The Tory manifesto launched yesterday by prime minister Theresa May made no mention of the pledge made by the previous regime ahead of the 2015 election. But a Conservative party source has confirmed to GPonline that the party remains committed to meeting the target if it forms the next government.
Health secretary Jeremy Hunt first announced the plan to ‘train and retain an extra 5,000 GPs’ at the Conservative conference in autumn 2014. The promise was criticised as unrealistic by GPs at the time. The RCGP said 5,000 was not enough, but predicted the pledge could take 19 years to achieve.
Shortly after the surprise 2015 general election victory, re-appointed health secretary Jeremy Hunt admitted he had not been 'expecting to win the election’, and went on to soften the 5,000 GPs target from a minimum to ‘the maximum’ achievable.
GP workforce
The promise to recruit an additional 5,000 FTE GPs compared with 2014 now forms part of NHS England’s GP Forward View. But the target was dealt a fresh blow in May when figures showed the workforce had shrunk by 445 in the last quarter of 2016.
The RCGP has called on all parties in the election to commit to meeting the target.
The Tory manifesto said the party would extend the current NHS funding trajectory, with a minimum of £8bn over the course of the next parliament.
It also brought forward by a year the government’s target for every patient in England to have access to seven-day GP services from 2020 to 2019.
GPonline understands that a line promising a ‘new GP contract to develop wider primary care services’ is likely to refer to previously announced voluntary, multispecialty community provider (MCP)-type contracts.
Conservative manifesto
Other measures in the Tory manifesto include:
- Ensuring the rights of EU NHS staff a priority on Brexit negotiations.
- Appropriate funding for GPs to meet rising costs of indemnity in the short term while working with the profession to introduce a sustainable long-term solution.
- Legislative and structural barriers to integration, including the internal market, could be removed to enable the NHS to implement its sustainability and transformation (STP) plans.

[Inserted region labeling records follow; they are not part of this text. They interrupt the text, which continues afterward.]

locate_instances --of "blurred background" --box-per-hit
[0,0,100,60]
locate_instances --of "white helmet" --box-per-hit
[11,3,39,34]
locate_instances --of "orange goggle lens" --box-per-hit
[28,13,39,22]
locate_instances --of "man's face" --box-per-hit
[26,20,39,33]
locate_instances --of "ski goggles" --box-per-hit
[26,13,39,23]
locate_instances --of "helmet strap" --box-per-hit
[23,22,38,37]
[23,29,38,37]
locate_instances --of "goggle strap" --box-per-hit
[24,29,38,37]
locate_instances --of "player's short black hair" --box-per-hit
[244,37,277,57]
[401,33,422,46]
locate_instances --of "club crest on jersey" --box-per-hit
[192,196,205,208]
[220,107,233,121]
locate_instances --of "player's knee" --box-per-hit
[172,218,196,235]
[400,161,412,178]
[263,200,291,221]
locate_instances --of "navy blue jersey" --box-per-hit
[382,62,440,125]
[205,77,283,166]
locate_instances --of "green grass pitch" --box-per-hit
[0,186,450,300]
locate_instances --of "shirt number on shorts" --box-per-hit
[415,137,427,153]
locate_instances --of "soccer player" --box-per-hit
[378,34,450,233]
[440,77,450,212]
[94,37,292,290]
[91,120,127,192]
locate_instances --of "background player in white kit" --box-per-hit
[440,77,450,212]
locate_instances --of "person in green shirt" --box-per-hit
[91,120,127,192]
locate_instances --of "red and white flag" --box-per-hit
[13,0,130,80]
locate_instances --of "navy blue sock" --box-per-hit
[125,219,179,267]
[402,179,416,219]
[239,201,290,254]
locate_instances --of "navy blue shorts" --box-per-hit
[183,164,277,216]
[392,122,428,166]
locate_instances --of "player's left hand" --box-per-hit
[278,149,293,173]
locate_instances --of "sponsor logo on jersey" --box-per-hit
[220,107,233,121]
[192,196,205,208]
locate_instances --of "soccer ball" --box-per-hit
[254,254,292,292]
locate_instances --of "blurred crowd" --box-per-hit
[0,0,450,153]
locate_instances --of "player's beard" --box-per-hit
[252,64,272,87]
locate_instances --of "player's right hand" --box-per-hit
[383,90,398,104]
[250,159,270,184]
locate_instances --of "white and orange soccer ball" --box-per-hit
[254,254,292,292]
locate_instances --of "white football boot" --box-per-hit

- Building and upgrading primary care facilities, mental health clinics and hospitals in every part of England with ‘the most ambitious programme of investment in buildings and technology the NHS has ever seen’.
- Reform and rationalise the current outdated system of professional regulation of healthcare professions.
- Further expand the use of personal budgets.
- recruit up to 10,000 more mental health professionals.
King’s Fund chief executive Chris Ham said the Tory NHS spending pledge did ‘little more than extend the squeeze on NHS finances for another two years and will not be enough to meet rising demand for services and maintain current standards of care’.
Nuffield Trust chief executive Nigel Edwards said: ‘The pledge of a further £8bn by 2022/23, above 2017/18 spending, does not get us to a long-term funding settlement to support this. It is unclear how much new money this represents, or exactly when it would come onstream,' he said.